A bird nest can be a crowded place, sometimes, babies are pushed out of the nest too early by a sibling or fall out from a storm or high winds.
These birds are not fully feathered, sometimes they may still have their eyes closed and are obviously too small to be on their own.
If you find a bird that fits this description, look for the nest and try and return the baby. People cannot care for the bird as well as it’s parents.
It is a myth that the parents will “smell” human on the infant and abandon it. You may want to wear gloves when handling the bird to avoid contracting any disease it may be carrying.
Caring for Rescued Birds in Your Home
If you cannot replace the bird, take it into a warm and quiet spot in your home. This area should be free of drafts, noise, pets and family members. This is crucial in caring for rescued birds.
A small margarine tub or shallow bowl will work best as a nest for the baby.
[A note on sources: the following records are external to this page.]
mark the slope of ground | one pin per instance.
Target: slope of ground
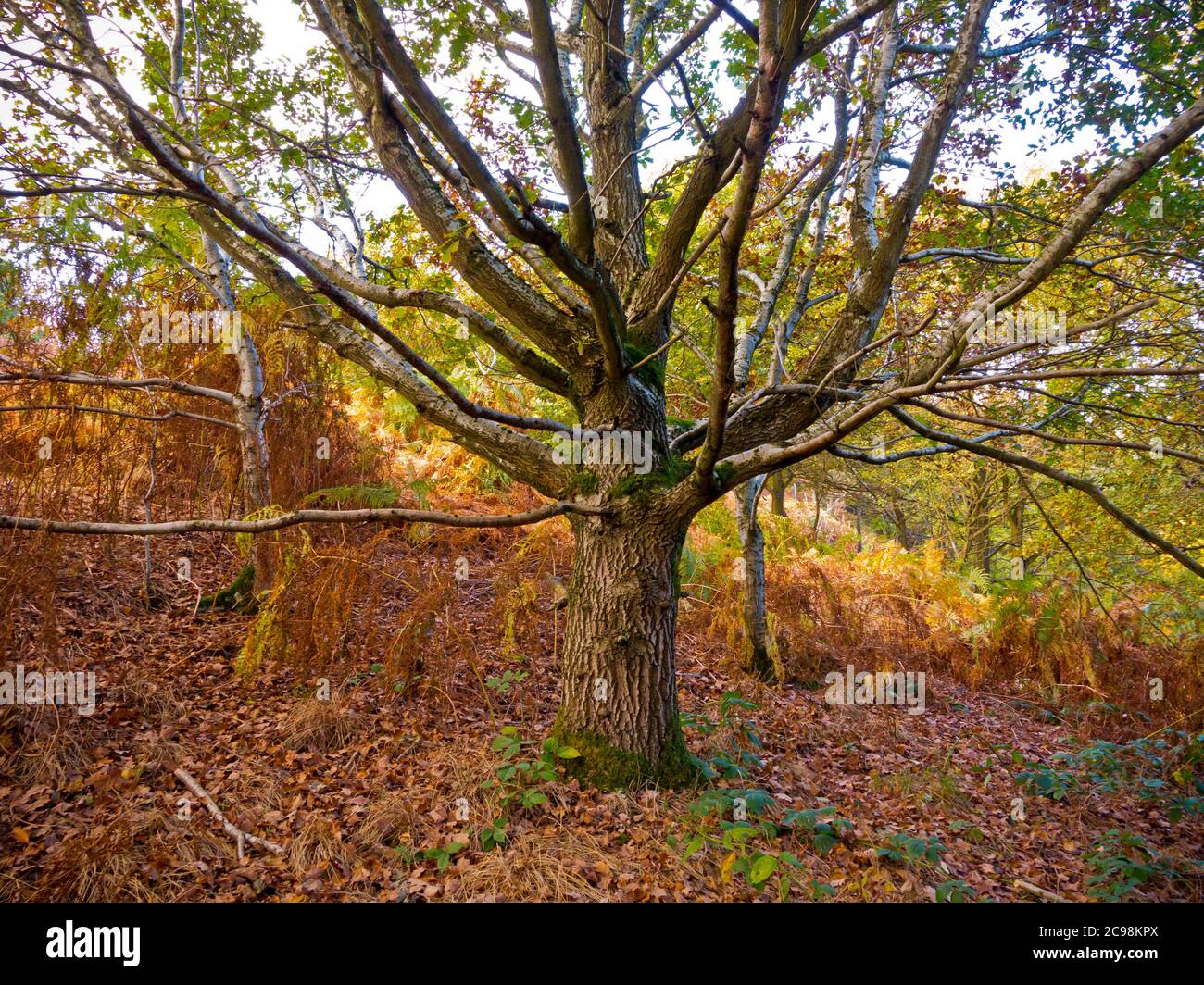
(384, 792)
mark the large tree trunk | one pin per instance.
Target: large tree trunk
(619, 701)
(778, 483)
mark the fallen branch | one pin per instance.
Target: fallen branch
(237, 833)
(301, 517)
(1044, 893)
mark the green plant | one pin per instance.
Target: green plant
(1122, 861)
(821, 824)
(735, 825)
(519, 779)
(504, 683)
(911, 850)
(738, 740)
(954, 891)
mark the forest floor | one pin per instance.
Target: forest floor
(369, 793)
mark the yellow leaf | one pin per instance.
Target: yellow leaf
(725, 868)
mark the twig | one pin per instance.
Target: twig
(237, 833)
(1044, 893)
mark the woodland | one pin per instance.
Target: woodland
(579, 451)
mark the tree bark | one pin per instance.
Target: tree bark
(755, 657)
(619, 704)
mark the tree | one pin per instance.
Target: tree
(595, 288)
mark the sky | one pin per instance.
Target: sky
(285, 36)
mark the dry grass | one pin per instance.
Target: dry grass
(320, 726)
(318, 847)
(137, 856)
(545, 865)
(44, 743)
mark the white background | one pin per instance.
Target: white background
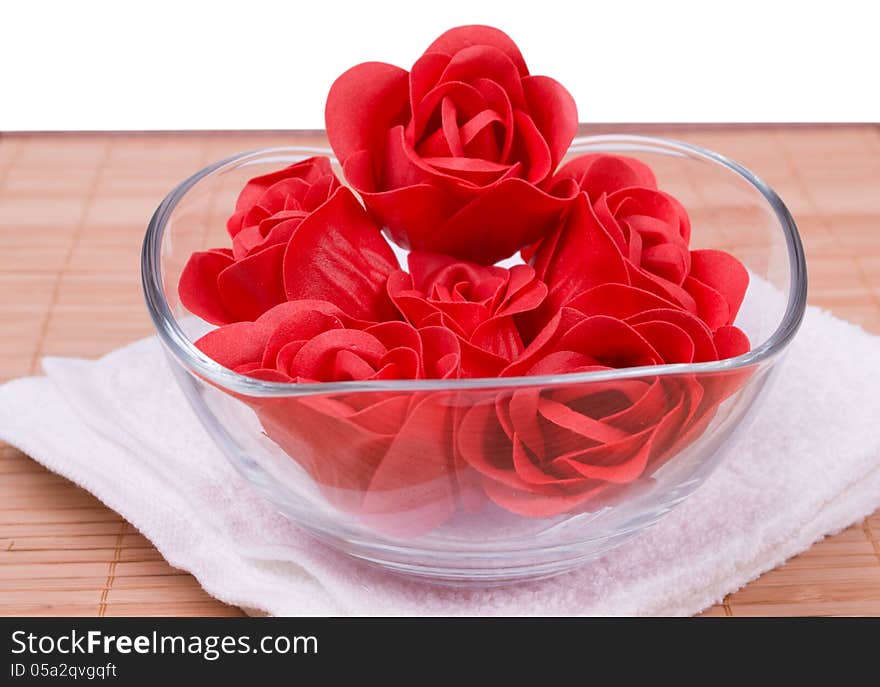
(268, 65)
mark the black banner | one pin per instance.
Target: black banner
(141, 650)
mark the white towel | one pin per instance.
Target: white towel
(808, 466)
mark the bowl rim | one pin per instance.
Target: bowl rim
(185, 351)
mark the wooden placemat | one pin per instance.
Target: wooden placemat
(73, 209)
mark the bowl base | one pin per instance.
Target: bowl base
(472, 571)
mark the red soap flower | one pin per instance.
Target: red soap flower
(480, 304)
(385, 455)
(452, 155)
(652, 231)
(546, 451)
(334, 253)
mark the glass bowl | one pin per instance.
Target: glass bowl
(489, 480)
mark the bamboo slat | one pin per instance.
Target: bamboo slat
(73, 208)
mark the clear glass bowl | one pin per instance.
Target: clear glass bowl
(426, 477)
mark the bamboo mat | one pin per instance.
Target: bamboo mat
(73, 209)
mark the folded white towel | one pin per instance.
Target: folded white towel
(808, 466)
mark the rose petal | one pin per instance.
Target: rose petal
(197, 287)
(724, 273)
(671, 341)
(712, 307)
(617, 300)
(363, 104)
(251, 286)
(554, 113)
(731, 342)
(461, 37)
(338, 255)
(600, 173)
(612, 342)
(704, 348)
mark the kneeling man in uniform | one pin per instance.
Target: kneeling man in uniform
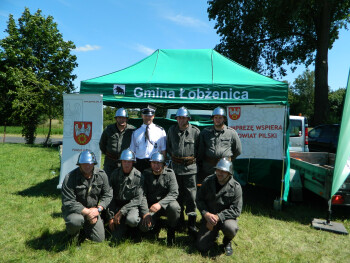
(219, 200)
(85, 193)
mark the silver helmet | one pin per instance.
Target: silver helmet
(121, 112)
(157, 157)
(87, 157)
(127, 155)
(183, 112)
(225, 165)
(218, 111)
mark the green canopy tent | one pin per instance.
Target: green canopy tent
(196, 77)
(201, 79)
(342, 163)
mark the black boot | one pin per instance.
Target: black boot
(170, 237)
(181, 226)
(227, 246)
(192, 229)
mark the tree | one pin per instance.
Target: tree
(303, 90)
(336, 105)
(37, 68)
(263, 35)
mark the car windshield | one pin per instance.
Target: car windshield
(295, 128)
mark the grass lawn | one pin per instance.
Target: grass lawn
(32, 229)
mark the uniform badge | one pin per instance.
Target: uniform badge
(82, 132)
(234, 113)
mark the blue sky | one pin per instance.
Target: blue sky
(113, 34)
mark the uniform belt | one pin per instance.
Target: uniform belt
(184, 160)
(114, 157)
(214, 161)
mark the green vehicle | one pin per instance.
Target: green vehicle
(314, 171)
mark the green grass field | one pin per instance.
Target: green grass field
(32, 229)
(42, 129)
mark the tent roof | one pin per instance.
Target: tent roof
(194, 71)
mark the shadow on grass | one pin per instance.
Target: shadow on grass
(46, 188)
(56, 242)
(259, 201)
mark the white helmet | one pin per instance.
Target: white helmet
(127, 155)
(157, 157)
(183, 112)
(87, 157)
(225, 165)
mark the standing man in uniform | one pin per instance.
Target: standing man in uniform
(216, 142)
(219, 201)
(85, 193)
(147, 139)
(182, 146)
(114, 139)
(160, 194)
(126, 182)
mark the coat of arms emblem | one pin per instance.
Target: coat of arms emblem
(82, 132)
(234, 113)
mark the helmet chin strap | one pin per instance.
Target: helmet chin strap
(226, 179)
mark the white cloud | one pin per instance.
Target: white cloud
(143, 49)
(87, 48)
(187, 21)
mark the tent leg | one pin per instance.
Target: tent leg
(328, 225)
(329, 213)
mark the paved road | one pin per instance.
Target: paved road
(38, 140)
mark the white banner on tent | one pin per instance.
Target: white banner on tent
(82, 129)
(260, 128)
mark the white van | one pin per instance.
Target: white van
(298, 134)
(196, 115)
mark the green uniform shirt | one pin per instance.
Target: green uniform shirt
(78, 192)
(183, 144)
(113, 141)
(127, 191)
(216, 145)
(162, 189)
(227, 203)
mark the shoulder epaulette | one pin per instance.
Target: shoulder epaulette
(159, 127)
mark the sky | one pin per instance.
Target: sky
(114, 34)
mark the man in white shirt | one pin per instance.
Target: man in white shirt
(147, 139)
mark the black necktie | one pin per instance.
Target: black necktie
(146, 133)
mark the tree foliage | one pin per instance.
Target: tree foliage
(301, 97)
(36, 66)
(303, 90)
(264, 35)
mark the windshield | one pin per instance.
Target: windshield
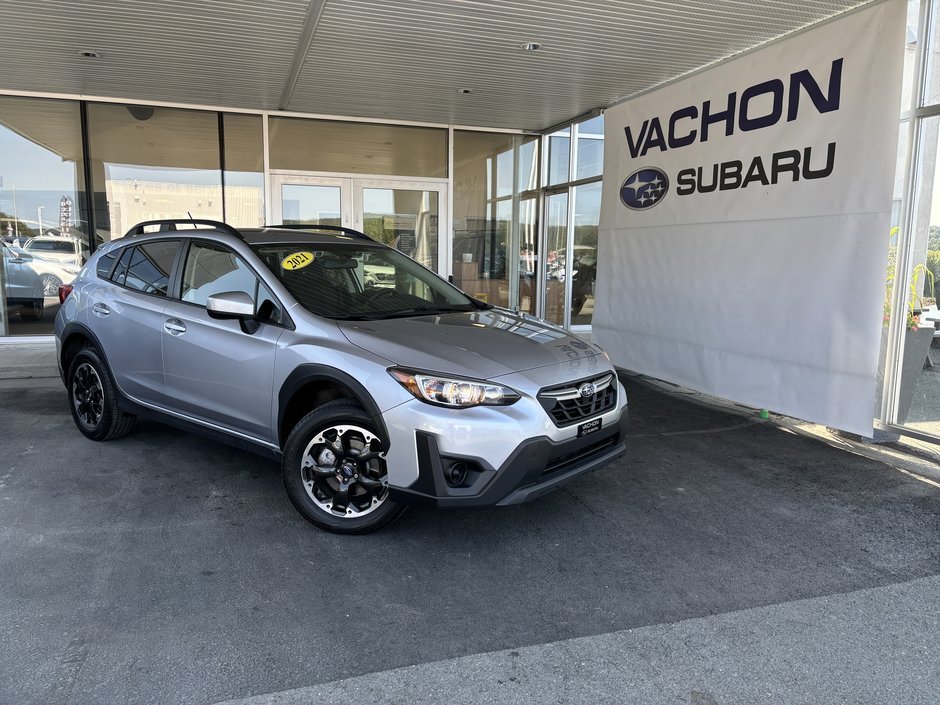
(349, 281)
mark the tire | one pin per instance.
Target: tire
(334, 470)
(50, 284)
(34, 312)
(93, 398)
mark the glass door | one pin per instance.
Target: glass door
(311, 200)
(405, 215)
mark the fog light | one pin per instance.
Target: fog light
(456, 474)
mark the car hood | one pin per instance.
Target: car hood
(481, 344)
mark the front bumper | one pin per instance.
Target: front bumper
(537, 466)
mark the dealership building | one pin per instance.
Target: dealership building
(734, 197)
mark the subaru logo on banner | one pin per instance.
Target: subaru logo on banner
(644, 188)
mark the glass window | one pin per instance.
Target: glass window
(41, 193)
(104, 264)
(149, 267)
(244, 170)
(587, 216)
(404, 219)
(590, 148)
(358, 148)
(151, 163)
(355, 282)
(556, 271)
(311, 204)
(528, 173)
(559, 156)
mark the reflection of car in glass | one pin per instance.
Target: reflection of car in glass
(371, 397)
(60, 248)
(377, 274)
(22, 286)
(52, 272)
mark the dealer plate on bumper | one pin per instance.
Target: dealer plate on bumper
(589, 427)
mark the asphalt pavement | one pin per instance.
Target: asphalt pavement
(725, 559)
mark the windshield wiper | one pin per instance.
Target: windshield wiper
(429, 310)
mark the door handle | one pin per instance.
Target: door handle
(174, 326)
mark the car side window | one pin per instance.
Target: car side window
(150, 266)
(104, 264)
(213, 269)
(121, 270)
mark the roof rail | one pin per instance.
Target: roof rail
(311, 226)
(171, 223)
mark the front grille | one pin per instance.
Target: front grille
(567, 406)
(563, 462)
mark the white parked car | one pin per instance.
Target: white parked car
(59, 248)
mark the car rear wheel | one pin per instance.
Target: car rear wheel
(334, 470)
(93, 399)
(50, 284)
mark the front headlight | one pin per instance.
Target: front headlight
(451, 391)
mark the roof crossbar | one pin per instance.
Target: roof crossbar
(171, 223)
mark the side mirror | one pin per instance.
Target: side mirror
(234, 305)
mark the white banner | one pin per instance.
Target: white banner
(745, 217)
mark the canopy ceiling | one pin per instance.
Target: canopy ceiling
(398, 59)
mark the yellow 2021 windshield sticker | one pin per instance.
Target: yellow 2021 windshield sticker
(298, 260)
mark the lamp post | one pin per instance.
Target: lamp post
(16, 224)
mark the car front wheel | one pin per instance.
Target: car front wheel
(34, 312)
(50, 284)
(93, 399)
(334, 470)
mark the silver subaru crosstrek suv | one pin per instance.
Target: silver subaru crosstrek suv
(374, 392)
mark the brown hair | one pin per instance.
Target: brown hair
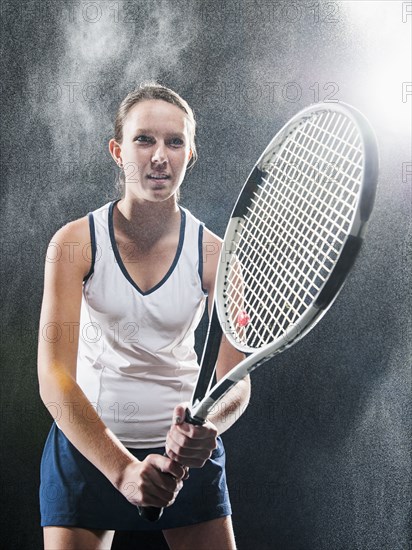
(152, 90)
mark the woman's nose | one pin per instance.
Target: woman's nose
(159, 155)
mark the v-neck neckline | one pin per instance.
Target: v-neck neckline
(120, 261)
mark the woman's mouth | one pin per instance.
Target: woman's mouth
(159, 177)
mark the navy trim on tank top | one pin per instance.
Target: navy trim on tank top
(93, 242)
(200, 245)
(120, 261)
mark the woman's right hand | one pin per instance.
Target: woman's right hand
(155, 481)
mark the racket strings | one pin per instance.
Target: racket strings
(295, 227)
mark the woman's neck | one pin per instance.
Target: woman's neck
(147, 220)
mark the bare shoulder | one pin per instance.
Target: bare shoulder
(70, 246)
(211, 253)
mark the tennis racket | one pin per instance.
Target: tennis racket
(291, 240)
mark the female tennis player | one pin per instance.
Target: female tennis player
(125, 288)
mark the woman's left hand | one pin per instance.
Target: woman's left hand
(187, 444)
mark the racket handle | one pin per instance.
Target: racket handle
(151, 513)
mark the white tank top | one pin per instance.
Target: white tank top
(136, 358)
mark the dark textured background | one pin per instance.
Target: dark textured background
(321, 458)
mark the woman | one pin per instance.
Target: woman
(116, 360)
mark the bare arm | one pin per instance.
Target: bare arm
(234, 403)
(57, 359)
(192, 445)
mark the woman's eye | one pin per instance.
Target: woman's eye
(144, 139)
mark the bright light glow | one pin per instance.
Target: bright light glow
(385, 30)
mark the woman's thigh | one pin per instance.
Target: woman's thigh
(74, 538)
(216, 533)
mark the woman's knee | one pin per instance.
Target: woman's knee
(73, 538)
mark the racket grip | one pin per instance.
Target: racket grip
(151, 513)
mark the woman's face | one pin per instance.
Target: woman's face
(155, 149)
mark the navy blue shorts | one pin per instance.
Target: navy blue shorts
(75, 493)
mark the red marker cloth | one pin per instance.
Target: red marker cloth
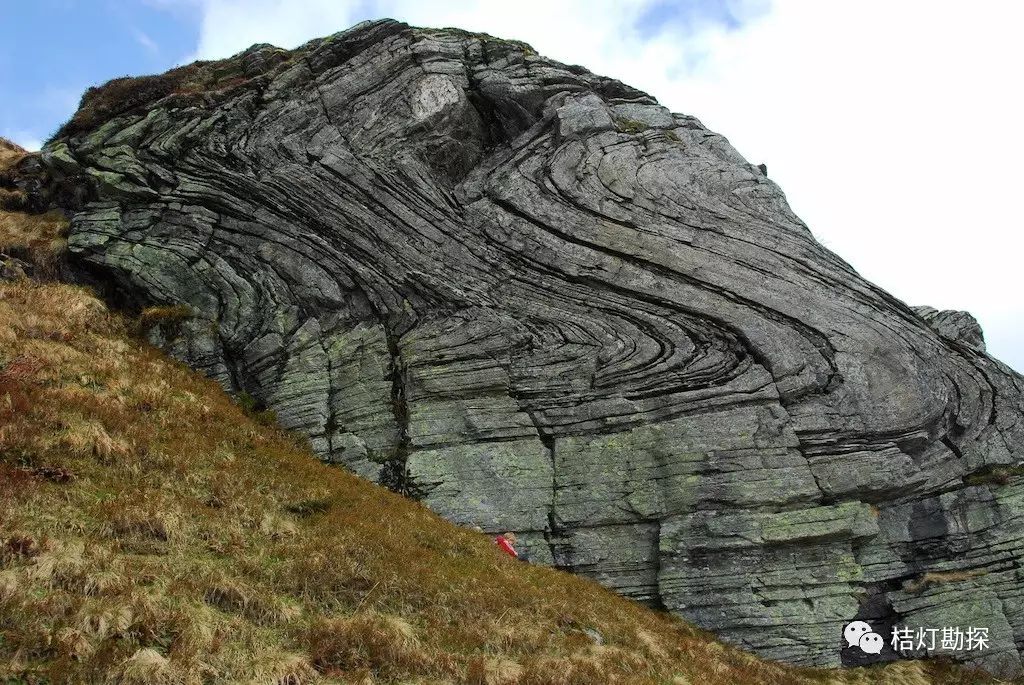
(506, 547)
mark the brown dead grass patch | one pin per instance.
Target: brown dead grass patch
(195, 545)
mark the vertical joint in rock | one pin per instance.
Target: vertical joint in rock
(394, 474)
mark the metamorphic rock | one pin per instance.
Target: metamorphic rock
(539, 301)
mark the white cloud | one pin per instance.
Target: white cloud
(26, 139)
(893, 127)
(147, 43)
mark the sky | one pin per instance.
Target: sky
(894, 128)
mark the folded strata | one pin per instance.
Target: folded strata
(539, 301)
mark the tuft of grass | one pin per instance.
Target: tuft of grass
(39, 240)
(195, 544)
(164, 315)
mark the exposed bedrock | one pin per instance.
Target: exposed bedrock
(539, 301)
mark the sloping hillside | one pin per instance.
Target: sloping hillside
(153, 530)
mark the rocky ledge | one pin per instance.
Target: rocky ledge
(539, 301)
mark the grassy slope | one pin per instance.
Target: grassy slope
(152, 531)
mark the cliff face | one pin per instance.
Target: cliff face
(539, 301)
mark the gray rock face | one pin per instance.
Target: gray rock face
(539, 301)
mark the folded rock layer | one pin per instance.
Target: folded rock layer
(541, 302)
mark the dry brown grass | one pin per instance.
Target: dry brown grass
(151, 531)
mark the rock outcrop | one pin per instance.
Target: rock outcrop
(539, 301)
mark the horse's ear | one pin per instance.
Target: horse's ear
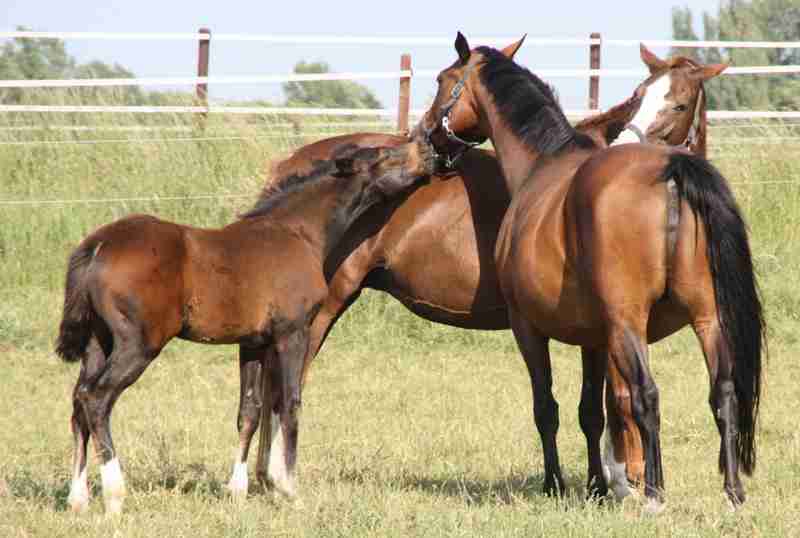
(709, 71)
(653, 62)
(512, 49)
(344, 167)
(462, 48)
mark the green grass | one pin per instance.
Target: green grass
(408, 428)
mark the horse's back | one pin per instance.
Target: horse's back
(436, 251)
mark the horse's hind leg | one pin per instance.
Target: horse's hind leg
(291, 349)
(627, 355)
(98, 394)
(78, 498)
(623, 458)
(545, 408)
(590, 412)
(250, 370)
(724, 403)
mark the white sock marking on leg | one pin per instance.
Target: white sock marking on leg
(238, 482)
(113, 486)
(79, 491)
(614, 471)
(278, 473)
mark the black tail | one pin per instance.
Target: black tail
(738, 305)
(75, 330)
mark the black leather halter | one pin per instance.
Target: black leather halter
(449, 160)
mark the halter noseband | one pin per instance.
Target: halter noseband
(444, 121)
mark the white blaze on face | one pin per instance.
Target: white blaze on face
(614, 471)
(238, 482)
(113, 486)
(654, 101)
(277, 471)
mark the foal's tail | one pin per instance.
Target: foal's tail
(738, 305)
(75, 330)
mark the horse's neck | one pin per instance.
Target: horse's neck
(652, 103)
(516, 158)
(320, 213)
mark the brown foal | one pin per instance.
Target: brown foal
(138, 282)
(611, 249)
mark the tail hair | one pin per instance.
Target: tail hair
(739, 309)
(75, 330)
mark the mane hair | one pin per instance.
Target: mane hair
(292, 181)
(528, 105)
(609, 124)
(278, 190)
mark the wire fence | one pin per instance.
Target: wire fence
(729, 130)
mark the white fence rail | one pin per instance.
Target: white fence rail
(300, 39)
(403, 74)
(371, 112)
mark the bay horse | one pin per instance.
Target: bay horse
(136, 283)
(611, 249)
(457, 216)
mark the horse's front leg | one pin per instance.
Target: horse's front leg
(534, 348)
(249, 416)
(592, 420)
(291, 347)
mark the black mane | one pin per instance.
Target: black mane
(528, 105)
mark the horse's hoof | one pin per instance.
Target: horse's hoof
(653, 506)
(554, 487)
(78, 499)
(736, 498)
(113, 505)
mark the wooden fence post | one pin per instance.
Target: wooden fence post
(404, 101)
(594, 80)
(201, 89)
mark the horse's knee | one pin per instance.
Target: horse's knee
(545, 414)
(591, 417)
(249, 411)
(622, 400)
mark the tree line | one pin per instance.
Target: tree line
(740, 20)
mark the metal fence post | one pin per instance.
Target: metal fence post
(594, 80)
(404, 101)
(201, 89)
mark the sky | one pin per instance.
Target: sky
(627, 19)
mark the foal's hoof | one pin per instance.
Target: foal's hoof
(78, 505)
(554, 487)
(736, 498)
(653, 506)
(237, 486)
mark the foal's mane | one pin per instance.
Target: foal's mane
(291, 177)
(613, 121)
(528, 105)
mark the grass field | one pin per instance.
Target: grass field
(408, 428)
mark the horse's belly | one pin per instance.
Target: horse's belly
(551, 299)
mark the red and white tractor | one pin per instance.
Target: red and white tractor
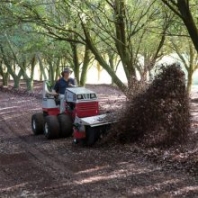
(80, 116)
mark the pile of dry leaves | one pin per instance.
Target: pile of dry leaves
(156, 114)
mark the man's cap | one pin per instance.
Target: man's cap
(66, 70)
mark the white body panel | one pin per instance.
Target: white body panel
(79, 94)
(92, 121)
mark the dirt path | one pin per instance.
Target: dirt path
(31, 166)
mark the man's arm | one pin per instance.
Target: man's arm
(72, 83)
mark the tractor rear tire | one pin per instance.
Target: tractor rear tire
(92, 135)
(51, 127)
(37, 123)
(66, 125)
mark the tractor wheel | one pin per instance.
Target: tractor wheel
(51, 127)
(37, 123)
(92, 135)
(66, 125)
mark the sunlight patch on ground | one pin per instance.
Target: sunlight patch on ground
(123, 172)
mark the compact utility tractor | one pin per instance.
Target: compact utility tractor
(80, 116)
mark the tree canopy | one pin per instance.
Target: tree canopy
(55, 33)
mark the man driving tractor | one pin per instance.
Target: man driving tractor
(59, 88)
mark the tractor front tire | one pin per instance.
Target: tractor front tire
(37, 123)
(51, 127)
(66, 125)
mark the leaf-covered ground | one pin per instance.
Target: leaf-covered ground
(31, 166)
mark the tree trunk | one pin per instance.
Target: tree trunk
(86, 61)
(76, 62)
(188, 20)
(189, 84)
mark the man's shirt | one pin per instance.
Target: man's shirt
(62, 84)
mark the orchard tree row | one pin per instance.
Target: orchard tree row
(133, 33)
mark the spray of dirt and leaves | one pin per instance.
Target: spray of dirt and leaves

The bowl will need to be shallow enough for the baby bird to lift his tail over the edge to use the bathroom. Line the “nest” with paper towels or cloths and place the bird in the center.
It should be just big enough and snug enough for it’s only resident.
If the bird is not feathered, you will need to help it stay warm. Since the baby cannot regulate their own temperature yet, a heating pad set on low or a heat lamp kept at a safe distance will be needed.
You must warm the bird before attempting to feed it anything. Feeding any bird when they are too cold can cause serious problems and even death. A baby that is not kept warm can also develop pneumonia and other respiratory problems.
Caring for Rescued Birds with Food
Now that you are ready to feed the infant, you’ll need to identify it. (You can’t feed it a proper diet unless you know what it is).
The Patuxent Wildlife Research Center is a wonderful source to help determine what species of bird you are caring for.
Most song birds are either seed eaters or insect eaters. The beak of a seed eater has a point and is more narrow than an insect eater’s beak.
Knowing what to feed a bird is among the most important parts of caring for a rescued bird.
You will need to feed the bird every thirty minutes from sun-up to sun-down. The parents do not feed at night when it is dark, so don’t feed the baby at night.
Both seed and insect eaters can be fed a variety of items you may have in the kitchen.
Since you will only have the bird a short time until you can get it to a rehabber, stick with one diet.
Do not switch foods as it can be hard for the baby to digest. Here are the diets:
- dry baby cereal (oatmeal or rice)
- wheat germ
- corn or oat meal that has ground in a blender
- can of dog food
- dry puppy food (soaked in water until soft and mashed up)
- strained beef baby food
- hard boiled chicken egg yolk
- insects flies and mealworms
For an insect eater, mix two parts of grain to one part meat. Make sure the proportions are equal.
For a seed eater, mix one part meat to four parts grain. Add water to your mixture to make a mush from it. It should be the consistency of oatmeal.
An eyedropper or your fingers are best to use. You may have to gently pry the birds beak open at the edge the first few times. But once they realize you are the food source, they will open on their own. They will stop opening when full.
Make sure to mix small amounts of food as it will sour quickly. Do not put too much food into the baby’s mouth at once, it can get stuck in their crop or throat.
Since there is water in the baby food, you should not ever try to feed the bird water and there is no need to offer a dish of water at this age either. This is not necessary until the bird begins to self feed.
Hopefully, your new knowledge in caring for rescued birds will assist you and the bird until a wildlife rehabilitator can be reached.